# My German shepherd is very small



## Katrina_tvd

I have a 11 month female German Shepherd. She is all black . She weighs 51 pounds and is only 22 inches at the shoulder. She isn't skinny or fat just tiny. All other German shepherds her age are much larger. Is there a chance she will still grow?


----------



## Springbrz

She isn't fully grown yet but she sounds perfect to me. 

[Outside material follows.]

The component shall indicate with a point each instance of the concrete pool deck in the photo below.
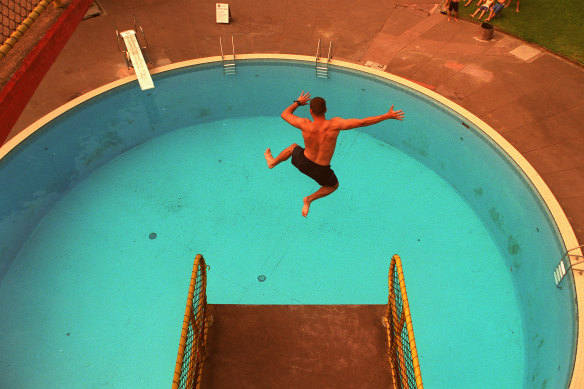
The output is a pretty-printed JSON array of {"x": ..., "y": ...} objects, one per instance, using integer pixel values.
[{"x": 531, "y": 97}]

This is the breed standard.

Weight: Male: 66–88 lbs (30–40 kg), Female: 49–71 lbs (22–32 kg)
Height: Male: 24–26 inches (60–65 cm), Female: 22–24 inches (55–60 cm)


----------



## Fodder

you'll soon love it! my 3yo MALE is 22.5" and 55lbs... and I'm obsessed, it's a perfect size for so many things


----------



## Sabis mom

My old female was an 82lb tank. In order to work with her I had to prove monthly that I could carry her, and safely lift her through and into things. 
My current girl is about 55lbs, about 23". While out walking one day we came to a stretch of fresh asphalt, that we needed to get to the other side of. I picked her up and carried her with no hesitation, thinking the whole way that I wished all GSD's were her size. 
I love my mini mutt! And she is way faster and way more agile then my bigger dogs.


----------



## Strikker

Our 9-1/2 month old female is about the same size, she is strong and healthy. When I see her next to our other two she looks small but she is well within standards. I wish she would stay this size.


----------



## NancyJ

I love the little girls. So fit and agile! And, yes, she is within the standard!


----------



## vomlittlehaus

She is perfect in size. A little smaller would be better. Wish mine were smaller.


----------



## MineAreWorkingline

I wanted a nice small female too, but nature had other plans.


----------



## lhczth

LB is 2.5 years old and 52#. I haven't measured her, but she is probably around 22". Your female will still grow a little more and will increase her weight as she matures and fills out. Never compare with other dogs. They are all different and your girl is well within the standard.


----------



## wolfy dog

She probably will not get taller but will fill out and gain more healthy weight (muscle). Deja is 2.5 years old and weighs between 58 and 60lbs. I love her smaller size. She is quick as a whip and very agile. I don't care for 'bigger is better'.


----------



## Carriesue

GSD's are actually supposed to be a more medium sized breed, this is a perfectly normal size for a female... My 8 month old female is 48lbs and I doubt she'll make it past 55lbs adult weight. At 11 months I doubt she will grow any taller but will fill out as she matures more but I doubt your girl will get a lot heavier. I prefer pocket rockets myself.


----------



## gsdlover91

My 16 month old female is 22" and 50lbs. Very lean and all muscle. Smaller is better IMO. Fast and super agile.


----------



## Madriedd

I have a female German Shepard who is 34 pounds at 8 months is that normal??


----------



## Fodder

Madriedd said:


> I have a female German Shepard who is 34 pounds at 8 months is that normal??


No, it’s small.
Discuss with breeder and/or vet.

4yr old thread.


----------